While it doesn’t typically give you the calorie burn and cardio workout of, say, a long run or intense cycling class, study after study does show that yoga can be an effective weight loss tool. Consider the following stats: 

  • In one study of 15,000 adults in their 50s, those who were overweight and did yoga at least once a week for 4 years lost an average of 5 pounds. Their counterparts who didn’t do yoga gained 13.5 pounds.
  • Other research, published in the journal Qualitative Health Research, found that women who practiced yoga at home were able to reduce binge eating and increase “present-moment awareness” in just 12 weeks.
  • A National Institutes of Health study has found that women who practice restorative yoga, which involves holding yoga poses for a long time, burned two percent more body fat than those who just stretched for the same period of time.

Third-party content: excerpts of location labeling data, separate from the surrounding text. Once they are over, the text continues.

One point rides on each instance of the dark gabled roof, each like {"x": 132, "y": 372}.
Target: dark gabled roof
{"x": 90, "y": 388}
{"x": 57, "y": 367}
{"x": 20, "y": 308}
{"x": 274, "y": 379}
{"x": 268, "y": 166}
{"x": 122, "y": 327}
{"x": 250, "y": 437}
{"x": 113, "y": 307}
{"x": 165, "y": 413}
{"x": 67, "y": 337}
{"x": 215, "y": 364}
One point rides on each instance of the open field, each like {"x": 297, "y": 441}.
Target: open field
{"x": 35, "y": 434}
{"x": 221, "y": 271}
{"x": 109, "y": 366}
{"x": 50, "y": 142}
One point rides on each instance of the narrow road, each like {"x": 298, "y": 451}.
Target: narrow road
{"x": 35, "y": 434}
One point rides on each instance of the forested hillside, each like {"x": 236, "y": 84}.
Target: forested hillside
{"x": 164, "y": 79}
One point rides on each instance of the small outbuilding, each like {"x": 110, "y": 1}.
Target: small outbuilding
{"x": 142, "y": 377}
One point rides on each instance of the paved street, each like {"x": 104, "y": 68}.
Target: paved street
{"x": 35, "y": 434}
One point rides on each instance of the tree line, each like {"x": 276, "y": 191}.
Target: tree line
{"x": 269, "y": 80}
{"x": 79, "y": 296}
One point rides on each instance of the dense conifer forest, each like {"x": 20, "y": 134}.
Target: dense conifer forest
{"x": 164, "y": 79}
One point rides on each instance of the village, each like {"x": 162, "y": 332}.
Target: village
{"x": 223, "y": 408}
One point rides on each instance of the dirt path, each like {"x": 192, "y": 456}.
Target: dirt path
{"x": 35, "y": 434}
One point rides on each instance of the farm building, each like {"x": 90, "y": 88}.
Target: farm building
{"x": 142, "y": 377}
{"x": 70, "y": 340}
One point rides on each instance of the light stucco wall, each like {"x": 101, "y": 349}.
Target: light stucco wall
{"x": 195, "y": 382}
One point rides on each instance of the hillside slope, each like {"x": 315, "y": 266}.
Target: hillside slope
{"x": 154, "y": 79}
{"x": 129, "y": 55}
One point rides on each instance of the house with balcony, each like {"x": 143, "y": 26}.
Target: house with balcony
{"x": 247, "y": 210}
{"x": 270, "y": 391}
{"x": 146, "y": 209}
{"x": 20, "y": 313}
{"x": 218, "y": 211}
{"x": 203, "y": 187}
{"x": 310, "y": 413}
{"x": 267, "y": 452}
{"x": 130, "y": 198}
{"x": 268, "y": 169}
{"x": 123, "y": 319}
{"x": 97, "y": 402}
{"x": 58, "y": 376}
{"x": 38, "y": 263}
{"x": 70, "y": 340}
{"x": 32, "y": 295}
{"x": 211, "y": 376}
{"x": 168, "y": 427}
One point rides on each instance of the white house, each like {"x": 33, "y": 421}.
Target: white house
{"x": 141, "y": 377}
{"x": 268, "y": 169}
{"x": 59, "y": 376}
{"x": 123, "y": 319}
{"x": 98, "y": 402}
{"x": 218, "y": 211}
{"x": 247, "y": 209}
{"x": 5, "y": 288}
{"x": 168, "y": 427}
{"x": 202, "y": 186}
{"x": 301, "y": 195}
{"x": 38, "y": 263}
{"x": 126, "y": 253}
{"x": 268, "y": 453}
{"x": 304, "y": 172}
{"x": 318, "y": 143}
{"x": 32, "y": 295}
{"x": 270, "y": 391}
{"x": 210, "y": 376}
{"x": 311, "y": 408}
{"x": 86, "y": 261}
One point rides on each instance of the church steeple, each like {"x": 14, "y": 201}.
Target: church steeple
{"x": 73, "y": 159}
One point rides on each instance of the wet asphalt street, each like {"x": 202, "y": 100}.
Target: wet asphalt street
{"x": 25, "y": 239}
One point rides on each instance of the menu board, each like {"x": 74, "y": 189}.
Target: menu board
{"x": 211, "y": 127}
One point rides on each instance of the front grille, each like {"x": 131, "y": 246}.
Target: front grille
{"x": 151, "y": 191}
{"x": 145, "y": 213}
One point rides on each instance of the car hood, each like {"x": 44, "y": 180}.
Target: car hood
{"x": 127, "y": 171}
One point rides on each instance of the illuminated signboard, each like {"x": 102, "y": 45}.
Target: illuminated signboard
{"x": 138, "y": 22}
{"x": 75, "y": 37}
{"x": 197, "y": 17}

Seeing how it encourages movement, emphasizes mind/body awareness, and helps reduce stress, it’s not hard to see how yoga can inspire weight loss. Today is International Yoga Day, the perfect time to give this ancient Indian science a try. Things to consider first:

  1. Look for an instructor who has completed at least 200 hours of training in his/her particular style of yoga. If you have a health condition like back problems or arthritis, also ask the teacher if she/he has worked with students like you.
  2. Choose a yoga style that’s right for you. If you’re looking for lots of stretching, consider restorative yoga. If you want something more invigorating, try Bikram yoga, which involves continuous movement performed in a room heated to 100+ degrees.
  3. Get over any self-consciousness. Maybe you think you’re unbalanced and uncoordinated (all the more reason to try yoga!), but even if you are, don’t worry about how you’ll look. Yoga takes concentration. The other students in the class will, undoubtedly, be focused on their own form, breathing, and inner feelings, not on you.


This information is for educational purposes only. It is not intended to be an exhaustive examination of the subject matter nor a substitute for medical advice. Always consult your primary care physician or healthcare provider before beginning any diet or exercise program.